これまで着実に縮小してきた米国内のたばこ販売が昨年、横ばいどまりとなり、長年にわたる減少傾向が途絶えた。新型コロナウイルス禍による行動制限を背景に喫煙が増えたほか、電子たばこの健康被害を巡る懸念を受けて、再び従来のたばこ製品に戻る動きが出ているようだ。

 パンデミック(世界的な大流行)以前は、たばこ販売の落ち込みが加速しており、2019年にはマイナス5.5%となっていた。喫煙者が禁煙するか、電子たばこに切り替えたことが要因だった。だが、「マールボロ」ブランドを持つ米たばこ大手アルトリアが28日公表したデータによると、2020年の米国内のたばこ販売は前年比横ばいとなり、こうした減少傾向にブレーキがかかった。

 アルトリアはこれについて、消費者が自宅で過ごす時間が増えたことに加え、ガソリンや旅行、娯楽向けの支出が減り、たばこに回す資金が増えたことがあると分析している。また、飲酒も増えており、スピリッツメーカーの業績を押し上げている。

 また、消費者や業界幹部らによると、電子たばこに対する増税やフレーバー(風味)付き製品の禁止措置、健康被害に関する消費者の混乱を受けて、電子たばこの利用者の一部が従来のたばこ製品に戻っていることも要因だと指摘している。

 アルトリアは28日、2021年の販売見通しについては公表せず、新型コロナウイルス予防ワクチンの普及具合やワクチン接種後の消費行動の変化に左右されると説明した。

 昨年の米国内のたばこ販売は、2015年の水準も上回る。

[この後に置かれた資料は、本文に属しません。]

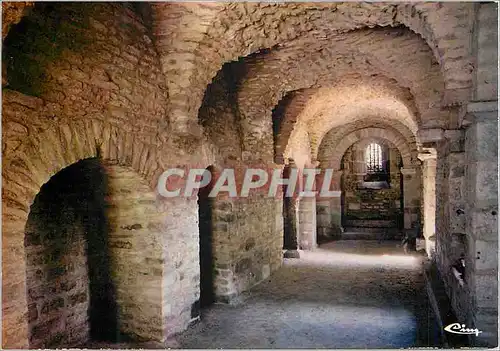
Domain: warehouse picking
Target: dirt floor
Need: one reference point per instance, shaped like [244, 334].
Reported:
[347, 294]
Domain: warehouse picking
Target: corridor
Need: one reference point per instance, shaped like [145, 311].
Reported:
[347, 294]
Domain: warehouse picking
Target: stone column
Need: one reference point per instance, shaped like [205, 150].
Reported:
[429, 200]
[307, 217]
[290, 242]
[411, 196]
[329, 211]
[481, 214]
[307, 223]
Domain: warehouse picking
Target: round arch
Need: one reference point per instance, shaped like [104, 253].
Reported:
[31, 166]
[234, 28]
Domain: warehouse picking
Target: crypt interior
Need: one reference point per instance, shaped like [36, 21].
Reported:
[398, 99]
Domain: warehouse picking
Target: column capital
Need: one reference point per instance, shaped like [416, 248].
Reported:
[430, 135]
[313, 164]
[408, 170]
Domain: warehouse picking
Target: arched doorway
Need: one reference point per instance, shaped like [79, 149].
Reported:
[71, 296]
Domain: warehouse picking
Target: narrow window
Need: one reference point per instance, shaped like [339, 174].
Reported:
[373, 158]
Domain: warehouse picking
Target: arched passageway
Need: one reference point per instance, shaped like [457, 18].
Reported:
[154, 86]
[92, 269]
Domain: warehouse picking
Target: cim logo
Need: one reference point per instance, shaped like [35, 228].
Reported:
[457, 328]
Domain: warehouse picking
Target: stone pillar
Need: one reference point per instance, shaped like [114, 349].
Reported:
[329, 211]
[290, 242]
[307, 223]
[481, 213]
[429, 200]
[411, 196]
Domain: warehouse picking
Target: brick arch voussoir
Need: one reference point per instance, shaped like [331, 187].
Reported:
[220, 25]
[340, 149]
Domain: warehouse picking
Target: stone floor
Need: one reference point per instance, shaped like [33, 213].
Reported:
[346, 294]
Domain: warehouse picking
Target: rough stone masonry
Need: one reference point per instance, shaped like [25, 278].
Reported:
[99, 99]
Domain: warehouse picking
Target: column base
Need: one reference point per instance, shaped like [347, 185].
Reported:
[291, 254]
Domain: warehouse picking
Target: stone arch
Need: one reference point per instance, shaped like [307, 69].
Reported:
[395, 138]
[283, 71]
[24, 173]
[234, 28]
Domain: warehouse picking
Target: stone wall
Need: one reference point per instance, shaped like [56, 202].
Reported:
[57, 265]
[95, 258]
[481, 224]
[246, 250]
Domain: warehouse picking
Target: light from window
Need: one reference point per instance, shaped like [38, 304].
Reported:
[373, 158]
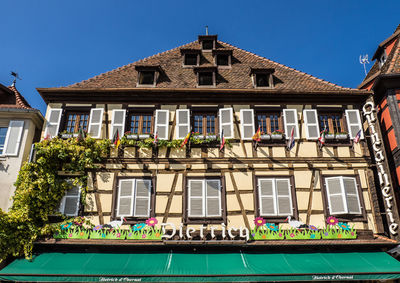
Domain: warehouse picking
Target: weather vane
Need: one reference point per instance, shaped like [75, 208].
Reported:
[363, 61]
[15, 75]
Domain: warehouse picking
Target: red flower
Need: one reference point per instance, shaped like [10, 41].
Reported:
[259, 221]
[151, 221]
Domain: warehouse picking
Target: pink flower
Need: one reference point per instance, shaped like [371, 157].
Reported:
[331, 220]
[259, 221]
[151, 221]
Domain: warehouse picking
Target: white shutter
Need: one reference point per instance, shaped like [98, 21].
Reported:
[196, 195]
[13, 138]
[162, 124]
[182, 127]
[142, 198]
[247, 123]
[290, 121]
[352, 197]
[283, 197]
[226, 122]
[336, 196]
[213, 198]
[70, 202]
[53, 123]
[118, 122]
[95, 122]
[266, 197]
[126, 191]
[354, 123]
[311, 124]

2015年には、ガソリン価格が急落したことで、生活必需品以外に消費に回せる金額が増えたほか、初代の電子たばこを試した多くの喫煙者が再び従来のたばこ製品に切り替えていた。初期の電子たばこ製品はヘビースモーカーを満足させるほど、ニコチンを効果的に提供できなかったようだ。だがその後の2017年には、電子たばこの米新興企業ジュール・ラブズの新製品が人気となり、売上高が急増した。

 だが、2019年秋を境に、電子たばこの勢いに急ブレーキがかかる。当時、電子たばこの利用者の間で、原因不明の肺疾患が急増したためだ。米疾病対策センター(CDC)が調査を開始するとともに、電子たばこの利用を控えるよう警告した。その後、マリフアナ入りの製品に含まれるビタミンEオイルとの関連が判明したが、電子たばこの安全性に関する消費者の意識が改善することはなく、販売もその後の急減から回復していない。

 保健当局者は電子たばこはリスクが全くないわけではないが、従来製品の喫煙よりはリスクが著しく低下すると指摘している。米国では喫煙による死者が毎年48万人に上る。ユーロモニターが2020年初頭に実施した調査によると、米国では電子たばこは従来のたばこ製品と同じくらい、もしくはそれ以上に危険だとする回答が73%に上った。ユーロモニターは、電子たばこの安全性に関する意識は、調査対象の20カ国すべてで悪化したとしている。